Di zaman turunnya wahyu, Arca Suku dan Arca Panggung bahu membahu menghalangi penampakan kebenaran Qur’ani: kebanaran ‘aqidah dan pengetahuan. Qabilah2 terkait erat dengan nama Latta Uzza misalnya. Abu Sofyan bin Harb menguasai ‘kebenaran’ seantero kota Mekah. Maka Nurcholish Majid menyebut bahwa Islam yang datang ke Arabia pada abad ke 7 Masehi terlampau tinggi/terlalu maju untuk masyarakat Arab waktu itu. Artinya ajaran2nya terlalu maju untuk cara2 berpikir masyarakat Arab di zaman Nabi. Umat masih sangat menganut kebenaran atas dasar Arca Suku. Nabi juga mengatakan kondisi sosialnya: Inna Ummati ummiyatun (Sesungguhnya umatku dalah umat yang rendah pengetahuan dan cara berpikirnya). Pasca Nabi, dalam berbagai kitab tafsir klasik dikatakan bahwa pengetahuan tentang roh tidak boleh dipelajari sebab ia dikatakan ‘min amri Rabbik’ (urusan Tuhanmu): jangan ikut campur dan umat patuh mengikuti Arca Panggung tersebut. Padahal menurut beberapa pemikir keislaman, roh itu sesuatu yang patut untuk dipelajari, asalkan jangan menyelidiki zat Tuhan. Memang pernah muncul zaman pencarian kebenaran ilmiah sesudah zaman Nabi, tetapi lenyap karena kuatnya Arca Panggung, mungkin karena doktrinnya Imam al-Ghazali. Inilah masalahnya.

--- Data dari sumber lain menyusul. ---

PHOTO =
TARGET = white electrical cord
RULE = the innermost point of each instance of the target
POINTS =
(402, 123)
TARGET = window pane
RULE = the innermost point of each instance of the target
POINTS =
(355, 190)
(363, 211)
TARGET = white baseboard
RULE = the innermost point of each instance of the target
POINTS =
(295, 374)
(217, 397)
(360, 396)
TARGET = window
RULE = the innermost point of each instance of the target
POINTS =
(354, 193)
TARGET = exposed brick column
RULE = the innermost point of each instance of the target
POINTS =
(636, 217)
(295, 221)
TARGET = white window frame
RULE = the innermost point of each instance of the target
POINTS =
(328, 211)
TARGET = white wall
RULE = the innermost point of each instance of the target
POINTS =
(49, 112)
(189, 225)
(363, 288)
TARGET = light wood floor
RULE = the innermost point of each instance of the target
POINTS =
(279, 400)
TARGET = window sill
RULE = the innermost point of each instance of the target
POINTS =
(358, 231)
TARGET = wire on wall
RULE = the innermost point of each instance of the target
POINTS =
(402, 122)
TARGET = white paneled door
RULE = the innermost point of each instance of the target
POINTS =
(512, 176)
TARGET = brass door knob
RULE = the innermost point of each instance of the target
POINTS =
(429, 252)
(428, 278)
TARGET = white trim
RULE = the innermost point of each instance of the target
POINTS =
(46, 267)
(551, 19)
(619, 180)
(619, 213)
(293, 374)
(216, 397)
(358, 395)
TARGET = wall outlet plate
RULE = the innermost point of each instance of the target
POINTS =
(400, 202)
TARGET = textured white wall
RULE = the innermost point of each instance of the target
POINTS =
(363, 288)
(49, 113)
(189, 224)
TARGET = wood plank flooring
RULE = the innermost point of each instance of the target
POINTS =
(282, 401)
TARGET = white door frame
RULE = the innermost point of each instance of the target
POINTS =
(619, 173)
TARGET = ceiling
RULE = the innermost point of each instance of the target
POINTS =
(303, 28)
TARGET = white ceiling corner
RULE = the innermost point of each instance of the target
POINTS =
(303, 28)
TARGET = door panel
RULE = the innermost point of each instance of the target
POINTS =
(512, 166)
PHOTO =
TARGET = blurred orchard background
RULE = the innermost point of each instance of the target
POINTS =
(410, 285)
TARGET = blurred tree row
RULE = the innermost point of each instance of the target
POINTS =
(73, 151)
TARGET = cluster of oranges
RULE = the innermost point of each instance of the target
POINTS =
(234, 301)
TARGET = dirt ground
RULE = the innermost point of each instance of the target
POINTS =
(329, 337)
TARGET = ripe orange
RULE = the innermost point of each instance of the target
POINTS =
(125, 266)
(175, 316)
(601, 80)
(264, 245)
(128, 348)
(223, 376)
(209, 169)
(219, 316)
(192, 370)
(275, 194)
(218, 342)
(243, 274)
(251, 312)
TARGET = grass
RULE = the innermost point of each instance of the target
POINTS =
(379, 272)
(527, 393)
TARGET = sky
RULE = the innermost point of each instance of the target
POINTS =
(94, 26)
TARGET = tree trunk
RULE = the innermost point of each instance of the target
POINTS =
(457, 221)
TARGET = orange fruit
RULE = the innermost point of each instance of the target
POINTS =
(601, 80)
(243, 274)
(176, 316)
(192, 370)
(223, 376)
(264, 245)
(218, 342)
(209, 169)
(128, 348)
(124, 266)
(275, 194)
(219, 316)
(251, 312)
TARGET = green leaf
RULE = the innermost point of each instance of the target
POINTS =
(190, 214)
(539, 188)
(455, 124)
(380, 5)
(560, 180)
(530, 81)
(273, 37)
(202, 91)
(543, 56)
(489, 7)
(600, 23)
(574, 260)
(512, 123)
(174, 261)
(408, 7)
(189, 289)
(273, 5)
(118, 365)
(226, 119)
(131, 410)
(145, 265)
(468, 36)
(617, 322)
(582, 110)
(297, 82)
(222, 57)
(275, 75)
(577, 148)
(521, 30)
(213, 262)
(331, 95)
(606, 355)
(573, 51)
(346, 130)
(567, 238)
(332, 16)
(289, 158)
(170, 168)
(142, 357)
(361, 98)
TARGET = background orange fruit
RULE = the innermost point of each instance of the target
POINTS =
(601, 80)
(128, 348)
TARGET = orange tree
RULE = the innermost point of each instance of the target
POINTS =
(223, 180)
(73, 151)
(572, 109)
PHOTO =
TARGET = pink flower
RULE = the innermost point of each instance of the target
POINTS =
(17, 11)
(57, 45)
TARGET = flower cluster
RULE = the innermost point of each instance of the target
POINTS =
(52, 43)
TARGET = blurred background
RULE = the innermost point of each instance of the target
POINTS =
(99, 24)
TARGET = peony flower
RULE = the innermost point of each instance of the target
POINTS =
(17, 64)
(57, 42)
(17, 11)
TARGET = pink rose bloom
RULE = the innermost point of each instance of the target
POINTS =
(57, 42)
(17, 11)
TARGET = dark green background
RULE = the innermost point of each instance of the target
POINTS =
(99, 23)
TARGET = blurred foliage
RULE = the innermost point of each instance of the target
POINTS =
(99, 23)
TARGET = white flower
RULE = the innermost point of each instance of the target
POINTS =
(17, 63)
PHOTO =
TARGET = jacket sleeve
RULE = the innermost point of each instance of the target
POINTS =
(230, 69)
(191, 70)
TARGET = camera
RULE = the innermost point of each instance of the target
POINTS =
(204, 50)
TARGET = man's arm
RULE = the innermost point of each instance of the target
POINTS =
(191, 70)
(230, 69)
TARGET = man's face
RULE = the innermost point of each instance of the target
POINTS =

Setelah berlalu 1500 tahun sepeninggal Nabi, sekarang umat masih bertahan pada kebenaran Arca Pasar via teks. Maka sekarang ia perlu pembaharuan pemahaman agar kebenaran atas dasar Arca Pasar semacam itu semakin menyusut. Contoh lain, kemenangan Prabowo di Lampung dan kemenangan Anies di Sumatera Barat menurut pengamatan penulis adalah akibat melihat kebenaran dengan Arca Pasar oleh penduduk setempat. Mereka cenderung memandang adanya kebenaran pada suara bersama: kebenaran untuk memilih seorang tokoh politik. Demikin beberapa contoh cara berpikir yang menyesatkan bila dilihat dari pandangan Bacon.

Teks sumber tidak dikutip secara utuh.